Cette visite « c’est un signe de soutien et de reconnaissance pour tous les pompiers de Polynésie, c’est-à-dire environ 700 personnes, dont la moitié sont professionnels et les autres sont volontaires », souligne la directrice de la protection civile et colonel Cécile Macarez.

Le programme de la semaine, partagé sur les réseaux de la Fédération polynésienne, s’annonce dense avec « une tournée des casernes de Tahiti et Moorea, une visite de la direction de la Protection civile 987, une rencontre avec les autorités — dont le président du Pays et le Haut-Commissaire Alexandre Rochatte — mais aussi avec les pupilles de sapeurs-pompiers de Tahiti, et l’inauguration de la nouvelle caserne de Teva I Uta (Mataiea – Papeari) », qui est prévue ce vendredi.

Faciliter les discussions sur la naissance de l’Epis

Parmi les sujets de discussion prioritaire de cette visite, le développement du Centre de Traitement des Appels  à l’échelle de toute la Polynésie. Aujourd’hui, un CTA existe bien, il est même installé aux côtés du centre 15 au Taaone, mais il s’agit administrativement d’un service de la mairie de Arue, auquel participe, humainement et financièrement, Pirae, Punaauia et Hitiaa o te Ra. Bora Bora a annoncé qu’elle rejoindrait dès novembre, « une fois que les structures seront mises en place et que le personnel sera formé », ce centre qui permet une meilleure coordination des secours, et la géolocalisation des alertes.

Mais l’objectif originel était beaucoup plus large : faire en sorte que l’ensemble du territoire polynésien puisse être couvert par le numéro d’urgence 18, comme c’est déjà le cas pour le 15 (Samu) et le 16 (secours en mer). Un élargissement qui est aujourd’hui lié à la naissance de l’Établissement public d’incendie et de secours, annoncé depuis 20 ans, et dont le ministre des Outre-mer Manuel Valls a annoncé la création par décret – en même temps qu’un financement de l’État et du Pays – lors de sa visite en juillet. Pour Gaston Tunoa, président de la Fédération polynésienne des sapeurs-pompiers, la naissance de cet « Epis », au centre d’intenses discussions ces deux dernières années, est un prérequis. « On a mis la charrue avant les bœufs. Il aurait fallu commencer par mettre en place cette structure avant de lancer le CTA, lance le chef de corps de Teva i Uta, mairie qui n’est pas adhérente au centre actuel. C’est aussi ça l’intérêt d’avoir toutes ces personnes ici, c’est de pouvoir discuter et essayer de se faire accompagner. Parce que derrière tout ça, il y a quand même un plan de financement ».
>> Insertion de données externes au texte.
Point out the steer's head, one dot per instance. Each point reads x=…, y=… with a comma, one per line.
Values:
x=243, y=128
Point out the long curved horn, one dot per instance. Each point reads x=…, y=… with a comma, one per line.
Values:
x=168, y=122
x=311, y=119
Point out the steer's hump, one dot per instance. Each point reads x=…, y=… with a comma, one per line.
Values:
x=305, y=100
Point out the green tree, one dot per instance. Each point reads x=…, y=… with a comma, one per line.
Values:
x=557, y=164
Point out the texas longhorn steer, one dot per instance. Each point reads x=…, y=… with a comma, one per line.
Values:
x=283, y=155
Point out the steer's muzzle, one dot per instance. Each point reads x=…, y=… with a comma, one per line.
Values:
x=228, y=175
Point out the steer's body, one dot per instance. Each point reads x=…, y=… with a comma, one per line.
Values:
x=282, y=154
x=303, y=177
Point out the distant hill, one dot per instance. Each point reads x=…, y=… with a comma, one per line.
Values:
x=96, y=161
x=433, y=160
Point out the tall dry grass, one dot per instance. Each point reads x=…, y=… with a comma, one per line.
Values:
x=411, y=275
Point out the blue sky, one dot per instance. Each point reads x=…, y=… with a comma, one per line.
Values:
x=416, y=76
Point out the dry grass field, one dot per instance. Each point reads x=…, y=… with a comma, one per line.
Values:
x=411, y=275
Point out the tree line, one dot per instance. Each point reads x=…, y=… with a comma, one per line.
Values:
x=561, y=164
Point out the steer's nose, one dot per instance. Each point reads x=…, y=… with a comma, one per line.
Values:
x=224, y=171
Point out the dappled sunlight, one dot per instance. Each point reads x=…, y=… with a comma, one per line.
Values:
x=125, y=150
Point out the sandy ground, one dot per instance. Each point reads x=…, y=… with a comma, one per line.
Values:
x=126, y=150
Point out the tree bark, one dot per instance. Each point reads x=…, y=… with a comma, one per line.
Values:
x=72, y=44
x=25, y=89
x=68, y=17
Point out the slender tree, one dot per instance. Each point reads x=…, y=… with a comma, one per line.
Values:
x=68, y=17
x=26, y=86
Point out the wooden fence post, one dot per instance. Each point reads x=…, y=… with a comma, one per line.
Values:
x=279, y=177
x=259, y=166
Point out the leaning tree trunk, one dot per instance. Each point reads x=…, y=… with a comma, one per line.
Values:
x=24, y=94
Un avis partagé par Cécile Macarez, qui souligne la nécessité de concrétiser un projet attendu depuis déjà près de deux décennies. « L’Epis est prévu depuis 2006, donc il est peut-être grand temps qu’on puisse amorcer un virage, explique la directrice de la Protection civile. On a la chance d’avoir installé un dialogue tripartite entre le pays, l’État et les communes depuis octobre 2023 au travers du Comité polynésien de sécurité civile pour se mettre d’accord justement sur ce à quoi il va ressembler et sur ses compétences ». Manuel Valls, lors de son passage, avait « annoncé dans son calendrier un aboutissement pour la fin de l’année ». « Nous sommes en train de consolider les derniers points dans le groupe de travail », explique la colonel.